Israel: Ereignisse von historischer Tragweite

Protest gegen geplante Justizreform: Grenzpolizist bewacht die Absperrungen vor Knesset in Jerusalem
Protest gegen geplante Justizreform: Grenzpolizist bewacht Absperrungen vor Knesset in Jerusalem (© Imago Images / UPI Photo)

Aus dem Iran war Frohlocken zu vernehmen. Israel, so hieß es, versinke im innenpolitischen Chaos. In aller Welt vermeldeten die Newsticker, in der Knesset trugen sich beispiellose Tumulte zu.
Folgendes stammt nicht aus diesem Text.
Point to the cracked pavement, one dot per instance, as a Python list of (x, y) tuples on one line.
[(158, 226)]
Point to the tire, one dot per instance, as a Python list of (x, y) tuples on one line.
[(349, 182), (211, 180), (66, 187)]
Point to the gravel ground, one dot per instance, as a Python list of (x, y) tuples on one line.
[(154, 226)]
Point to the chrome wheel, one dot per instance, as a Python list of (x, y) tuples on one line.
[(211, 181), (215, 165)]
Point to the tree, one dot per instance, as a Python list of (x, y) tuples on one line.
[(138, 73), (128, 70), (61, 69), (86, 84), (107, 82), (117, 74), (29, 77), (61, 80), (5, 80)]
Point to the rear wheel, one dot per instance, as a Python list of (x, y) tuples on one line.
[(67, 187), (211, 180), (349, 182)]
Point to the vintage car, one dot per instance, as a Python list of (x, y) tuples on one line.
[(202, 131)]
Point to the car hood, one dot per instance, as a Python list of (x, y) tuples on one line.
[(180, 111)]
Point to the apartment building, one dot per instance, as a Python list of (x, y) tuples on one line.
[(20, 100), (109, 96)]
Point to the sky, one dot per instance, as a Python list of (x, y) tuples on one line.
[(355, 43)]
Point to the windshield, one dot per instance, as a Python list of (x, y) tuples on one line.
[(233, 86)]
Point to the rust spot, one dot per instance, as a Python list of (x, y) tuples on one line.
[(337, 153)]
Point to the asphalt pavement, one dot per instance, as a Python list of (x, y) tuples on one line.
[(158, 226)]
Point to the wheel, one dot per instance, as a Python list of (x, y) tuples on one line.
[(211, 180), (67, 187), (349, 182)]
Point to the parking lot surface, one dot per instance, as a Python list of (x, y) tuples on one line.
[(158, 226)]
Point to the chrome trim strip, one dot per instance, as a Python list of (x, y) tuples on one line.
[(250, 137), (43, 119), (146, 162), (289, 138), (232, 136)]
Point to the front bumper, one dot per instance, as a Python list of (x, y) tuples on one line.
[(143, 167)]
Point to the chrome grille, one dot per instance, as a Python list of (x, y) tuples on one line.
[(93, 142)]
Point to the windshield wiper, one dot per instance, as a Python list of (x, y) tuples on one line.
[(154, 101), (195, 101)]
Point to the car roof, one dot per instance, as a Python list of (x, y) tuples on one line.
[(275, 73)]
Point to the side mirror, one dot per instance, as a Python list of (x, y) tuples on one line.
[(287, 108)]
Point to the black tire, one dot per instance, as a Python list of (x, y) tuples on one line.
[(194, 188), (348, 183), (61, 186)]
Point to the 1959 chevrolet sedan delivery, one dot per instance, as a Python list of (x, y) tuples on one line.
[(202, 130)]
Festhalten kann man: Stimmt – und stimmt doch nicht.

In der vergangenen Woche wurde Jerusalem zum Ziel einer ungewöhnlichen Protestbekundung. Hunderte Veteranen der Israelischen Verteidigungsstreitkräfte (IDF) fanden sich für einen mehrtägigen Protestmarsch Richtung Jerusalem zusammen. Nach Shabbat-Ausgang strömten dann auch in Israels anderen Städten erneut Demonstranten zu Kundgebungen gegen die juristischen Visionen der neuen Regierung. 

Diesbezügliche Zahlen sind nur noch schwer zu ermitteln. Zum einen wächst die Liste der Städte, in denen Kundgebungen stattfinden, darunter seit Kurzem auch Efrat, eine Siedlung im Westjordanland südlich von Jerusalem. Zum anderen schwellen die Menschenmassen an. Trotzdem verlief alles wohlgeordnet und friedlich. Erneut führten die Demonstranten nicht nur Plakate, sondern ausgesprochen viele Israel-Flaggen mit sich.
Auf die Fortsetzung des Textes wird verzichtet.